Minimum wage economics: how economists got it wrong
With economists guiding political decisions and reducing "the complexities of the real world . . . to a few variables on a chalkboard", by the 1990s, the UK was the only major industrialized country without a minimum wage. Here, author and New York Times journalist Binyamin Appelbaum, explains why.
In the 1990s, economists were sure that the introduction of a minimum wage would send unemployment rates soaring, and had the government largely convinced. The experts, however, were wrong.
The minimum wage has proven to be a force for positive change since it was enshrined in UK law in 1999, with both major parties eager to take credit for this economically sound policy during the 2019 general election. Yet due to the counsel of free-market economists, in the ‘90s, the UK had been the only major industrialized country without one. Here, Binyamin Appelbaum, author and acclaimed New York Times journalist, explains why.
Binyamin’s first book, The Economists’ Hour, is the story of how economists reshaped the modern world by championing the rise of free markets at the expense of economic equality, of the health of liberal democracy, and future generations.
During most of the 1990s, the United Kingdom was the only major industrialized country that did not impose a minimum wage requirement on employers. And the short version of the story is that economists convinced Margaret Thatcher and other members of the Conservative Party’s leadership that minimum wage laws were bad for workers.
At the time, it was hard to find an economist who had a good word to say about minimum wage laws.
Economists reasoned that companies had only so much money and, if required to pay higher wages, would generally employ fewer workers. A policy intended to help workers instead would result in higher unemployment.
The audience for this kind of theory had once consisted almost entirely of other economists, distinguished by their collective confidence that the complexities of the real world could be meaningfully reduced to a few variables on a chalkboard. But in the second half of the twentieth century, economists who preached the virtues of unfettered markets won the ear of policymakers, first in the United States and then in the United Kingdom and other countries. They said that reducing the government’s role in managing economic conditions would produce faster economic growth, lifting all boats.
The United Kingdom had been one of the first countries to impose minimum wage requirements, beginning in the late nineteenth century. Rather than a statutory minimum wage, the government relied on unions to negotiate minimum wage standards in major industries, and it created “wage councils” to perform the same role for other workers.
This system began to crumble in the late 1960s. As the economy shifted away from mining and manufacturing, unions began to lose their hold. In other nations, as unions declined, the government stepped in as the primary protector of workers, setting a national minimum wage: The Netherlands in 1969, France in 1970 and Spain in 1980. In the UK, however, the unions still maintained enough power to successfully oppose a national minimum as a threat to their own relevance.

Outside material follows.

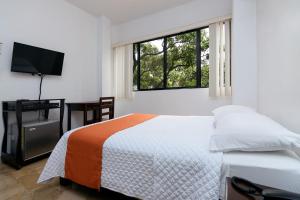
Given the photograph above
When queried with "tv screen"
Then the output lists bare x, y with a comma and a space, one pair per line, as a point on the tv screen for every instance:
35, 60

Under Thatcher, the government broke the power of the unions even as it gradually eliminated the wage councils. By 1993, the old system was all but gone – and nothing had taken its place. Thatcher, in her memoirs, celebrated the United Kingdom’s move toward more flexible labour markets. Employers were free to pay as little as they liked.
But free-market economists were wrong about minimum wage laws. A groundbreaking study published in 1993 by the American economists David Card and Alan Krueger examined the effects of a minimum wage increase in the state of New Jersey and found no evidence of an increase in unemployment. The old theory did not align with reality.
That paper, and a wave of similar studies that followed, were embraced by the Labour Party, which had decided to back a national minimum wage. After the 1997 elections, Labour established a minimum wage, which took effect in April 1999 despite the warnings of Tory leader David Cameron that it “would send unemployment straight back up.”
Two decades later, Labour’s decision to defy the wisdom of economists is widely regarded as a winner.
It is now well-established and accepted by all of the UK’s major political parties that the government can maintain low unemployment while mandating a minimum level of pay. Prime Minister Boris Johnson campaigned last year on the promise that he would deliver a significant increase in the minimum wage, and his government announced in December that it would raise what is now called the “national living wage” to £8.72 an hour at the beginning of April.
Markets are not states of nature. They are human creations, and by writing better rules we can produce better outcomes.